The newly disclosed vulnerability, categorized as CVE-2017-11292, presents a critical type confusion flaw that potentially allows remote code execution. It specifically impacts Flash Player version 21.0.0.226 across various platforms, including Windows, macOS, Linux, and Chrome OS. This vulnerability is particularly alarming as it represents a heightened risk to business environments, where such software may be widely employed.
Notably, BlackOasis is the same group linked to exploiting a previous zero-day vulnerability, CVE-2017-8759, identified by FireEye researchers in September 2017. The command and control servers utilized in the recent attacks leveraging CVE-2017-11292 mirror those previously associated with CVE-2017-8759, underscoring a persistent threat landscape for organizations reliant on these technologies.
The targets of these attacks span multiple nations, including Russia, Iraq, Afghanistan, Nigeria, and several other countries, exposing the international reach of BlackOasis. This latest incident marks at least the fifth zero-day exploit reportedly used by this group since June 2015, highlighting their sustained focus on penetrating advanced security defenses.
Delivers of the exploit occur primarily through Microsoft Word documents attached to phishing emails. Within these documents resides an ActiveX object designed to exploit the Flash vulnerability. Once activated, this exploit deploys the FinSpy malware as the primary payload, allowing attackers to gain extensive access to the victim’s system.
According to Kaspersky researchers, the Flash object in these documents leverages an ActionScript crafted for extracting the exploit using a specialized packer seen in prior FinSpy campaigns. Once on the system, FinSpy’s capabilities include live surveillance via webcams and microphones, logging keystrokes, intercepting calls on platforms like Skype, and stealing sensitive files, posing grave risks to both organizations and individuals alike.

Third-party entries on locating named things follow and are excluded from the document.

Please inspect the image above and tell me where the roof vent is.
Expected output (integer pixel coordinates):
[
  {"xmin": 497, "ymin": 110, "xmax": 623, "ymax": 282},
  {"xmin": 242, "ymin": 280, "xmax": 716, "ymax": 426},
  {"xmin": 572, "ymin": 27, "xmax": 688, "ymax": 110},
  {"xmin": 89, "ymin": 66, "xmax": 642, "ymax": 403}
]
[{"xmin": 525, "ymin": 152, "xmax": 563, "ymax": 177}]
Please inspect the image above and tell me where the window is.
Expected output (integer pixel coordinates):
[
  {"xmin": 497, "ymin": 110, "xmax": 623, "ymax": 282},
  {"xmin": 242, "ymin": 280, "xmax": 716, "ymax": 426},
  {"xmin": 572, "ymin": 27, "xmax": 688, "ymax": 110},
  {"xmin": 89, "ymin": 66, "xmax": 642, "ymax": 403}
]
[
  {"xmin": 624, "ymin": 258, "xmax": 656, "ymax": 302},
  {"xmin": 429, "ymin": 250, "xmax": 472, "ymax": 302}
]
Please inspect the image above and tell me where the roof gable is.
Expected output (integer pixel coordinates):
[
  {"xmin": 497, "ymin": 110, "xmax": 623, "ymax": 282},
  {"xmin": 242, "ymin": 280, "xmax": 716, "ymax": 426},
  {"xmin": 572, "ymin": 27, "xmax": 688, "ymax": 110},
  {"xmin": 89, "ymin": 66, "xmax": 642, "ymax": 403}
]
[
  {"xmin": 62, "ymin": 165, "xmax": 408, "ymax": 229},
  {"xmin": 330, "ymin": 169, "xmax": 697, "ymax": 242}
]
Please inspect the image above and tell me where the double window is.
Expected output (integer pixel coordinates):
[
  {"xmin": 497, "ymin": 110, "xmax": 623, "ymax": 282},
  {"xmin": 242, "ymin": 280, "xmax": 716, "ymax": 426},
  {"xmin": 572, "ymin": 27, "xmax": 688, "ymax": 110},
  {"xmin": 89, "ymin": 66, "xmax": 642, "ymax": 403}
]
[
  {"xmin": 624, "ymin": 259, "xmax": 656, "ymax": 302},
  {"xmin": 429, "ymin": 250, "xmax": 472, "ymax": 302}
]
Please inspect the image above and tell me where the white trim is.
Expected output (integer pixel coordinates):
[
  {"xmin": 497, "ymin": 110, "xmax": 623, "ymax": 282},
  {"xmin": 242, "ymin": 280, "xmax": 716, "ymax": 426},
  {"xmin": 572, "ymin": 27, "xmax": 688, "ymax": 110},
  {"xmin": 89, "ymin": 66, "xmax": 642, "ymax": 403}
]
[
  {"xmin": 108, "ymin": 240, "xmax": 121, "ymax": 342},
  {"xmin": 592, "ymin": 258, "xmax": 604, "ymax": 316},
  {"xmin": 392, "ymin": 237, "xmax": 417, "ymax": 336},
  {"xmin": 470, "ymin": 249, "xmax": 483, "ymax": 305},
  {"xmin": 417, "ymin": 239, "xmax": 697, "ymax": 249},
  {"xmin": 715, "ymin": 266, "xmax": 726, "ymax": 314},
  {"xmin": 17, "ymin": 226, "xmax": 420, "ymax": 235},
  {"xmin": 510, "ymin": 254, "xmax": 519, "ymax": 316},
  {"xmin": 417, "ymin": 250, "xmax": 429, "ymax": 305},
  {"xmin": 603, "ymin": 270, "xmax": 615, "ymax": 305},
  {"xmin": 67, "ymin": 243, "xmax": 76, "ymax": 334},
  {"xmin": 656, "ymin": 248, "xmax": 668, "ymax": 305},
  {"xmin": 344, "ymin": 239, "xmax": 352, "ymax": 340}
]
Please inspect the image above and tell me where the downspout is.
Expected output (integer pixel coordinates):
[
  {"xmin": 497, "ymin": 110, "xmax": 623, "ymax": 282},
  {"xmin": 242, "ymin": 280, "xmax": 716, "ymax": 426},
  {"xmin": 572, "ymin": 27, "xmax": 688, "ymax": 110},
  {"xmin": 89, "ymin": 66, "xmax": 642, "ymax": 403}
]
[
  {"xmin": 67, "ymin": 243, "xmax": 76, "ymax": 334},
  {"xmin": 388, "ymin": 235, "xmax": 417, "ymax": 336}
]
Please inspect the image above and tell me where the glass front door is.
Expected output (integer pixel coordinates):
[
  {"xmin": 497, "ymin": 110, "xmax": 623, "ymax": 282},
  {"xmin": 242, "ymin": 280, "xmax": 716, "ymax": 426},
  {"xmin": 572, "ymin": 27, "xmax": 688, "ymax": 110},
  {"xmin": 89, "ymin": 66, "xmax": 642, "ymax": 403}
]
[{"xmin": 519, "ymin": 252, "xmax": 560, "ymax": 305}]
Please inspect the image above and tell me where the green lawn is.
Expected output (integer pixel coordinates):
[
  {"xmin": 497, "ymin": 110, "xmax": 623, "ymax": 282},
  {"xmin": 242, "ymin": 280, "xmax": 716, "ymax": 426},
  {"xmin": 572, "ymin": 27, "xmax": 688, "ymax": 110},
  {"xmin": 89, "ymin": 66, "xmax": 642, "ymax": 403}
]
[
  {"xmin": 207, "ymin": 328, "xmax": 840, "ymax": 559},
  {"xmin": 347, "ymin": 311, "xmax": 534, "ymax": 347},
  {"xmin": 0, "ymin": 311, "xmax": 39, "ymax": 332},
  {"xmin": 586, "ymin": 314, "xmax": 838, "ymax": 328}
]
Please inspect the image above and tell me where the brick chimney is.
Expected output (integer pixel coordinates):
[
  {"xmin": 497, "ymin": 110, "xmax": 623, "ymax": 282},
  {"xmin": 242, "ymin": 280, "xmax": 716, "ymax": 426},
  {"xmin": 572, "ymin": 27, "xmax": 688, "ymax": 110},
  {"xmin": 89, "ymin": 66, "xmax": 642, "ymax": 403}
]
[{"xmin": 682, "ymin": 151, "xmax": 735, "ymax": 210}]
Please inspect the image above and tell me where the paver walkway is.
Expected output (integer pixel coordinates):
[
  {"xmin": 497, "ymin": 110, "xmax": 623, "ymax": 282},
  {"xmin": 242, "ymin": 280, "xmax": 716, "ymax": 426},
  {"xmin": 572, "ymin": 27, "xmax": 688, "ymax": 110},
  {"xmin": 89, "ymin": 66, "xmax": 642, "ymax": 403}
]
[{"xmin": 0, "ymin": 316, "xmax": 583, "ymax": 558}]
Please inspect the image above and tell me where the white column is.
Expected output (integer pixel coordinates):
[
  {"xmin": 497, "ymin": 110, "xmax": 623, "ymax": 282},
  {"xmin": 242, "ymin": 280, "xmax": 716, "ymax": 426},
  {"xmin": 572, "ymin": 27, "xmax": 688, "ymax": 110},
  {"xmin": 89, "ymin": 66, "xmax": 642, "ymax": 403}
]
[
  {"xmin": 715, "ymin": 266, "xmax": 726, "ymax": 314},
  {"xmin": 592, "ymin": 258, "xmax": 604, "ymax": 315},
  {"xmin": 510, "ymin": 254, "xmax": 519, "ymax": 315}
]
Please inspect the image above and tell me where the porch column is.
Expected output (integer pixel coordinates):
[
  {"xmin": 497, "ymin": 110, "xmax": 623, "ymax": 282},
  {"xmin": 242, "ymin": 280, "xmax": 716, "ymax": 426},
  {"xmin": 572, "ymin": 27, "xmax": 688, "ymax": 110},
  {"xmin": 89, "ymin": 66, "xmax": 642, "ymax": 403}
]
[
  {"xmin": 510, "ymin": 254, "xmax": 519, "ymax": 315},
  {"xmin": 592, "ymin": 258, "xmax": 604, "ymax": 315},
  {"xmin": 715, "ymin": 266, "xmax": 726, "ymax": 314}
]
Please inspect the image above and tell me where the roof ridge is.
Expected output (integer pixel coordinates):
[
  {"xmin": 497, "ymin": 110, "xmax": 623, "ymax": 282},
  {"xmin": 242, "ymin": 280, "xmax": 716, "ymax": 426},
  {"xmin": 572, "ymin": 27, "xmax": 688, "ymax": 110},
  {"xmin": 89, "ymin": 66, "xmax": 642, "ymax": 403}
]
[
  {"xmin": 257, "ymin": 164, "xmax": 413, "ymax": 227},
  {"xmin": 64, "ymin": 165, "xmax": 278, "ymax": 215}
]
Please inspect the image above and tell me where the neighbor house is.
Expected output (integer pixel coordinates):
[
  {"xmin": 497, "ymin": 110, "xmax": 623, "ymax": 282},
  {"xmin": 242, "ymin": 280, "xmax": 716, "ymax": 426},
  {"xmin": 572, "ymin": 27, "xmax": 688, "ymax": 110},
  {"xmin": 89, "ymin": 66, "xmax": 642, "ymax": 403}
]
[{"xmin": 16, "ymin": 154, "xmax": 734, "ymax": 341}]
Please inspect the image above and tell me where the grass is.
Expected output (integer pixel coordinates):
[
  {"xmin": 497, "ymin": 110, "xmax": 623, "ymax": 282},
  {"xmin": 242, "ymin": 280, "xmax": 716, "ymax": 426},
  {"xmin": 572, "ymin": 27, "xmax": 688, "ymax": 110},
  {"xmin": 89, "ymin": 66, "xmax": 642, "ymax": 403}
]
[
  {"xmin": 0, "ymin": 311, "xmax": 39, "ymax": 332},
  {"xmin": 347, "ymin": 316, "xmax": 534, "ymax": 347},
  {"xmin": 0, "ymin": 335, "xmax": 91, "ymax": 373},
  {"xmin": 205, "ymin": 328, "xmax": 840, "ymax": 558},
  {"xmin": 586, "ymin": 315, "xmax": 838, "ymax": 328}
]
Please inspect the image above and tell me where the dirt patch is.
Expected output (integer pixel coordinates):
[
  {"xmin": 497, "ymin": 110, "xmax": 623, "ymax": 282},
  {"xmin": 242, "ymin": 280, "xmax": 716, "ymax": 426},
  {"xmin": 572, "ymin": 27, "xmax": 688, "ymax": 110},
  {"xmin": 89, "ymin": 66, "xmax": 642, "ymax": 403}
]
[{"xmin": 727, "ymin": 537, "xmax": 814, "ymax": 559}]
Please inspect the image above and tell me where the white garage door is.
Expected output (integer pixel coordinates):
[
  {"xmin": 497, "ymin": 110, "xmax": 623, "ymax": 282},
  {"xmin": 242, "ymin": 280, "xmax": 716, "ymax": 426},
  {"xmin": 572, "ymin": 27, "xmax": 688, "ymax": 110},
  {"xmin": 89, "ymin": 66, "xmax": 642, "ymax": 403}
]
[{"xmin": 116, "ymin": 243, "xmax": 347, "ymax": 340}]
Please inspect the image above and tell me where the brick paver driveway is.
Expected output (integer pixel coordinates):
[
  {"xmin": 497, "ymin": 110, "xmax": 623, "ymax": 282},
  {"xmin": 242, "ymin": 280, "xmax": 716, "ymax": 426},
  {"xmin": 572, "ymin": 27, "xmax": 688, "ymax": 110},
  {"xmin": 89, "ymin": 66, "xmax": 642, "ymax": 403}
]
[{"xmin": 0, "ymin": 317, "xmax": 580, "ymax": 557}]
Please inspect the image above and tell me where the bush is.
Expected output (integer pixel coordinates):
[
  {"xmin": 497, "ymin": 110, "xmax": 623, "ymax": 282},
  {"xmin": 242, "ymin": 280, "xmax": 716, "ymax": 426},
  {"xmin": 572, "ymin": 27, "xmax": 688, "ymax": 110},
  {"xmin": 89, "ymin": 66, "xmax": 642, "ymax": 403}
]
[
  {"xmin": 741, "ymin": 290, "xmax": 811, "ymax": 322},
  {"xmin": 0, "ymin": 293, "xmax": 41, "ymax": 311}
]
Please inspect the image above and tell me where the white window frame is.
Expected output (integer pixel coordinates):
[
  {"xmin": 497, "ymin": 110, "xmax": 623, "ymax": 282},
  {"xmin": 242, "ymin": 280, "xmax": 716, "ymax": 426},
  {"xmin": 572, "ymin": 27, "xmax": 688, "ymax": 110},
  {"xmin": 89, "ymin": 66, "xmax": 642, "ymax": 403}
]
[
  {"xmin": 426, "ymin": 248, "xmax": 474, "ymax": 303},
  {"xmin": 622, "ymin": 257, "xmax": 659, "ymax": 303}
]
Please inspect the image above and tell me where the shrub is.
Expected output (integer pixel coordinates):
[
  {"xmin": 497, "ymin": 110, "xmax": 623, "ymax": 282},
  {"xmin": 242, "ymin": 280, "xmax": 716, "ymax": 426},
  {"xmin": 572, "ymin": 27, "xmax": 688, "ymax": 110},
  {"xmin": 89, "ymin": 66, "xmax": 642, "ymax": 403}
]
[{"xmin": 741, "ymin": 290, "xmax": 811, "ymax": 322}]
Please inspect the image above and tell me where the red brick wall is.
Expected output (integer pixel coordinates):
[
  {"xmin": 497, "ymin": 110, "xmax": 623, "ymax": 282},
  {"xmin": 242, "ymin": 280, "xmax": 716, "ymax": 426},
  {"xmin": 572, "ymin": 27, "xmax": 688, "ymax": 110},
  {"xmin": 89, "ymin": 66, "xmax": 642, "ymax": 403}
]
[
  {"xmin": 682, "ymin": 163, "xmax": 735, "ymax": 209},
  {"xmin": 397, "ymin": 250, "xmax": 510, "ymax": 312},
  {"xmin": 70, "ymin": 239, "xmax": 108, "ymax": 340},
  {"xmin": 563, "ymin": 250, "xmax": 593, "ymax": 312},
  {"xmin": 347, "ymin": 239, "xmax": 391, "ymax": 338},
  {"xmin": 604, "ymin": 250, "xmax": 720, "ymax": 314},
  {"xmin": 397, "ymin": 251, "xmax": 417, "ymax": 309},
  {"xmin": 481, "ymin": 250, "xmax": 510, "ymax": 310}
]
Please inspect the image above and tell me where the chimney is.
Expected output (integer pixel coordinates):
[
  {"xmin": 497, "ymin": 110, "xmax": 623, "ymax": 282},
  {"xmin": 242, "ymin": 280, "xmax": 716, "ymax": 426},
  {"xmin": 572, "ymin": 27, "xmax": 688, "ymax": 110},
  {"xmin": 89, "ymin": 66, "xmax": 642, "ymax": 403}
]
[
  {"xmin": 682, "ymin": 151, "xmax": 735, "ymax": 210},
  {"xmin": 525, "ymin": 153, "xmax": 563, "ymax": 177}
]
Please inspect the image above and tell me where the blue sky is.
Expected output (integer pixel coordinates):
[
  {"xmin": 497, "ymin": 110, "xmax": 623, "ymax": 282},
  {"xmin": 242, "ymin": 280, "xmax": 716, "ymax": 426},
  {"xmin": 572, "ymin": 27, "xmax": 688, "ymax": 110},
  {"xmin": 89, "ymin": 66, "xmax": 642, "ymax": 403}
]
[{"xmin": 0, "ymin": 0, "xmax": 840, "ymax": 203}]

The planning involved in this attack aligns with the MITRE ATT&CK framework, specifically tactics such as initial access through phishing, persistence via malware installation, and privilege escalation once the exploit is successful. This structured approach underscores the systematic nature of malware deployment within enterprise environments.
In light of these findings, Kaspersky reported the vulnerability to Adobe, prompting the release of patches in versions 27.0.0.159 and 27.0.0.130 of Adobe Flash Player. Organizations globally are urged to implement these updates without delay. Furthermore, Microsoft is expected to release a security patch for the Flash Player components utilized in their products, reinforcing the critical need for businesses to maintain updated security protocols.
As businesses become increasingly aware of these risks, proactive measures to secure systems against such vulnerabilities are imperative. The potential for exploitation through well-crafted phishing emails remains a salient threat, necessitating the vigilant updating of software and employee training on recognizing suspicious communications. In a rapidly evolving cybersecurity landscape, the vigilance of organizations will be crucial in mitigating these types of attacks.